City hall blitzes U.K. for workers: Calgary looks overseas to fill 250 jobs

The City of Calgary is joining in the rush in Alberta for temporary foreign workers and will be searching overseas for city planners, heavy-duty mechanics and up to 200 bus drivers.

In a first for the city, Mayor Dave Bronconnier and an entourage of city managers and employees will travel to London and Leeds, England, in June to make a pitch for more than 250 temporary foreign workers at a job fair being organized by a private British company, said Cindy Munn, who leads corporate recruitment at the city.

The city is looking at other countries as well -- although it hasn't decided which ones -- and the plan could soon be expanded to include foreign emergency medical workers, she said.

The mayor said Wednesday it's not a new concept to bring city workers in from other countries.

The city had to attract foreign skilled workers, such as planners, in the late 1970s and early 1980s, as well.

"I'm not going to put my head in the sand and suggest that we don't have a human resources challenge because we do," Bronconnier said. "If we get the right people, which is what we're looking for, yes, we want to bring them here."

The June trip to the United Kingdom will cost the city about $185,000, Munn said.

The temporary foreign worker program, which allows outsiders to work in Canada for a limited period if employers demonstrate they can't find suitable Canadian or permanent residents to fill the job, has exploded in popularity recently in Alberta, alongside the province's deepening labour shortage.
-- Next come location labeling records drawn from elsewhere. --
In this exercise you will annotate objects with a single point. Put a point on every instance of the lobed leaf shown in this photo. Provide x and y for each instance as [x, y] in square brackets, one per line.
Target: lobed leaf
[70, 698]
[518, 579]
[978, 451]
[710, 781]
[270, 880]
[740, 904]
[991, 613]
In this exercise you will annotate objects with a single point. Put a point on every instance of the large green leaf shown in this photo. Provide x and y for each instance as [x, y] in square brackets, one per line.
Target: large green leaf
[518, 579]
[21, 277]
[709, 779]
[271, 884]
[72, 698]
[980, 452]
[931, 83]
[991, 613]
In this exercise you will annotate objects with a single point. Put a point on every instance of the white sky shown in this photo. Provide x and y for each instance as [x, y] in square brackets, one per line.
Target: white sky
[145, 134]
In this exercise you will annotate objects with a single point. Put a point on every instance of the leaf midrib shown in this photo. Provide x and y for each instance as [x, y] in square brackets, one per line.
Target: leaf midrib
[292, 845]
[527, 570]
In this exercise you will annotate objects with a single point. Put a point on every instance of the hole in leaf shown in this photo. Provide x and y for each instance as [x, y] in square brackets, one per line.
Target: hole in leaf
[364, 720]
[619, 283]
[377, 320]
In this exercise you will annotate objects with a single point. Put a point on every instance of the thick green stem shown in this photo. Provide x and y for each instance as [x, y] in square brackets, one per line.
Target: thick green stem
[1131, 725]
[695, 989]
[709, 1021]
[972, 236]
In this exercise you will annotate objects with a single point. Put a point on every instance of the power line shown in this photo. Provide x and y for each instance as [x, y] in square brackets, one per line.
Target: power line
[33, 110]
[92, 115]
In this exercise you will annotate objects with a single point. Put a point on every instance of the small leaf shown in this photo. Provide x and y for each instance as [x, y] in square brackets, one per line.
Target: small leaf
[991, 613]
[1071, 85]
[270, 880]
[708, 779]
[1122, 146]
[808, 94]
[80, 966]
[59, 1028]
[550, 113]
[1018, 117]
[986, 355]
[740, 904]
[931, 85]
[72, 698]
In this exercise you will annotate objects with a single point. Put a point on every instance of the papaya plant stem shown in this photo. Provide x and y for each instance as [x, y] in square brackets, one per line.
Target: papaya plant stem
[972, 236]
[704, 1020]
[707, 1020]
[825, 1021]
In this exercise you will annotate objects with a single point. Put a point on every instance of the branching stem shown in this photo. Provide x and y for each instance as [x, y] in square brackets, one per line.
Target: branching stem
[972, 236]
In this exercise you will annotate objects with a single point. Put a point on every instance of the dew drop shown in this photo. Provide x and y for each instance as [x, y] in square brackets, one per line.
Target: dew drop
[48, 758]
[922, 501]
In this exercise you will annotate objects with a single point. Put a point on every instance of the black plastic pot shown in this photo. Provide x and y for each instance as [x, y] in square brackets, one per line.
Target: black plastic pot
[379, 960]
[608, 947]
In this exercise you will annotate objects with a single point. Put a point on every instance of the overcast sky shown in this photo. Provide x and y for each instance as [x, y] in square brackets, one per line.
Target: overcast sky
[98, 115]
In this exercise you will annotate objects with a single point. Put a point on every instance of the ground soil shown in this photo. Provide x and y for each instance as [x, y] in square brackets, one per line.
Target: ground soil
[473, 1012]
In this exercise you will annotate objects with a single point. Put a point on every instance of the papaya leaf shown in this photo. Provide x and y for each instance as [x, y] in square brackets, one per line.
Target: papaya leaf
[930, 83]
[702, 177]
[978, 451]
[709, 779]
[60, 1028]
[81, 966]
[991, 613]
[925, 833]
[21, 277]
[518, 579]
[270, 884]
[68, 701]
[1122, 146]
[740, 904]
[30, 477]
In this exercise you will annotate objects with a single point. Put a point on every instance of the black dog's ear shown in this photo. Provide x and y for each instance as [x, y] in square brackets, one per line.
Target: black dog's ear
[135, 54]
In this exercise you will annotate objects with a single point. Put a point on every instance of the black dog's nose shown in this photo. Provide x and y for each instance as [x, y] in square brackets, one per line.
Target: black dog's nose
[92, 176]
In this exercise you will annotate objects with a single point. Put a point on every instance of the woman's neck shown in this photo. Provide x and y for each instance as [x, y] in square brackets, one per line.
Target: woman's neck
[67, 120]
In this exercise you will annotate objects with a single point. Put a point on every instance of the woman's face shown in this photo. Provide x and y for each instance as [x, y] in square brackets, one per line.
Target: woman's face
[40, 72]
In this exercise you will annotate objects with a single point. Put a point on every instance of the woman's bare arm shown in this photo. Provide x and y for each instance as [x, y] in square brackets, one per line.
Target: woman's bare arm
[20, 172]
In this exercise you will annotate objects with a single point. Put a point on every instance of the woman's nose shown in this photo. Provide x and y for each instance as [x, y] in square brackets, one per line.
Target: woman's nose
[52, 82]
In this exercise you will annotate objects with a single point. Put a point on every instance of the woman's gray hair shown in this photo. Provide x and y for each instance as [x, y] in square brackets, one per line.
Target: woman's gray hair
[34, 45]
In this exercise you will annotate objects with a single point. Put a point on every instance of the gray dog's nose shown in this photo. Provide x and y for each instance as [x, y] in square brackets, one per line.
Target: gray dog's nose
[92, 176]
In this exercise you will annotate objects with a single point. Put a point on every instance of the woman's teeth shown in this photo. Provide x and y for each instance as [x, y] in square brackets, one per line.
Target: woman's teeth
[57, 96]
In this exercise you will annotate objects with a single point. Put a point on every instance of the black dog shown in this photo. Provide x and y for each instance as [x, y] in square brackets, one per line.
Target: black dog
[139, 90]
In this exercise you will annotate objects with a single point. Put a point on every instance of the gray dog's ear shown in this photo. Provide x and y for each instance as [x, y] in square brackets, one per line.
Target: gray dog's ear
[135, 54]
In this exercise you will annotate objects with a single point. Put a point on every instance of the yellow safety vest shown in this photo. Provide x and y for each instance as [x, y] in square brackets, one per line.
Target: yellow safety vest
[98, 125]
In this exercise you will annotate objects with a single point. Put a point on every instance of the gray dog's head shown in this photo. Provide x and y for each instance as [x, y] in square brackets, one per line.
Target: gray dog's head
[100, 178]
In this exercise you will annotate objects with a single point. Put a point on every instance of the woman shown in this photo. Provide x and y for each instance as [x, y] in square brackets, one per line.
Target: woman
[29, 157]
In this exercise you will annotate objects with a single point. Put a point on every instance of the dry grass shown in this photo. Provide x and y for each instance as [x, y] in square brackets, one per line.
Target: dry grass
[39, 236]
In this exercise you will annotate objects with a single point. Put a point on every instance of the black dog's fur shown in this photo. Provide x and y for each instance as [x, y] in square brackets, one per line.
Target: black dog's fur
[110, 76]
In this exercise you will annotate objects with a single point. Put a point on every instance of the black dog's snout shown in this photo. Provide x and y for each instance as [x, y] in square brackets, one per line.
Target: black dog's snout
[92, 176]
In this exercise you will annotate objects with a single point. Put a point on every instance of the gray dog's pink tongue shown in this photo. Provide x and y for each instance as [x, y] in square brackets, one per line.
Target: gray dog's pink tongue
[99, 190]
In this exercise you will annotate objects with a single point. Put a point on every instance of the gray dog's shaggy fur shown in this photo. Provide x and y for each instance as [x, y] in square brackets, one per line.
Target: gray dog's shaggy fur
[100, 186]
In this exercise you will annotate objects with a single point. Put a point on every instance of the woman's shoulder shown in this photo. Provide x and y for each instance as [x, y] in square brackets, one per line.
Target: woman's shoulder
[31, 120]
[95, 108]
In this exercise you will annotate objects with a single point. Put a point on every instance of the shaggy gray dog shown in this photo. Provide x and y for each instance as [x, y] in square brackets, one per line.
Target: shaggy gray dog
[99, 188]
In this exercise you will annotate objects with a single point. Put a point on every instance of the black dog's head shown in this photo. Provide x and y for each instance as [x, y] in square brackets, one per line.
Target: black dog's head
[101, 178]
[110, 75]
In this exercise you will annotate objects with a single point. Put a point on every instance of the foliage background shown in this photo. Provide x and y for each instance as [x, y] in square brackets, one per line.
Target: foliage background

Service Canada reports that applications for more than 100,000 foreign workers poured into federal offices in Alberta over the past 12 months, mostly for private companies, but also for post-secondary institutions and hospitals.

But the federal program, which has come to include more unskilled workers in recent years, hasn't expanded without controversy.

Labour leaders say bringing in workers from other countries allows employers to keep wages artificially low, and foreigners who are in Canada only at the behest of an employer are more likely to be exploited or abused -- unlike traditional immigrants who are free to get work wherever they chose.

"We are in the process of creating an underclass of disposable workers," said Gil McGowan, president of the Alberta Federation of Labour, who said he is disappointed by the city's move towards the temporary foreign worker program.

In the city's case, Munn said, said the workers will be brought to Calgary under the temporary foreign workers program and then move toward citizenship through the provincial nominee program. The city will give the workers help with housing and provide other settlement services, and they will be able to bring their families.

She said the city will continue to try to recruit labour from within Canada. But if all goes well with this first bid, more temporary foreign workers will be brought in.

"We have done a lot of forecasting. And so what we see is that there's going to be significant retirements within the organization over the next five years," Munn said. "We are at the very beginning of what could become an issue."

But already, Calgary Transit is short about 200 drivers and 14 heavy-duty mechanics, said spokesman Ron Collins.

Transit operators receive five weeks of paid training. The starting hourly wage for driving a shuttle bus is $17.68, and for a regular bus it's $20.44, going up to $25.55 an hour in three years -- plus benefits.

"We feel it's a competitive wage," Collins said. "The difficulty is it's a red-hot economy here in Alberta."

But Mike Mahar, president of the Amalgamated Transit Union, said he doesn't think the city will have much success in getting people from the U.K. to come to Calgary because the wages are too low and living costs are too high.

"There's a lot of other jobs out there that will pay better that are less stringent. It's a tough job and a lot of people find out shortly that it's not what they thought it was," Mahar said.

But Alan Davies, a licensed immigration consultant in Calgary, said when the economy is good, private sector jobs tend to be more attractive than government work. It's understandable the city wants to bring in temporary foreign workers, too, he said.

"Who is going to come here if we don't have services?" Davies said.

The City of Edmonton, too, was offered the chance to go to the British job fair -- called Opportunities Canada Expo.

However, Helen Ngan-Pare, the head of recruitment for the City of Edmonton, said they will look to hire recent immigrants and refugees instead of temporary foreign workers.

"There's enough of a local labour pool," Ngan-Pare said.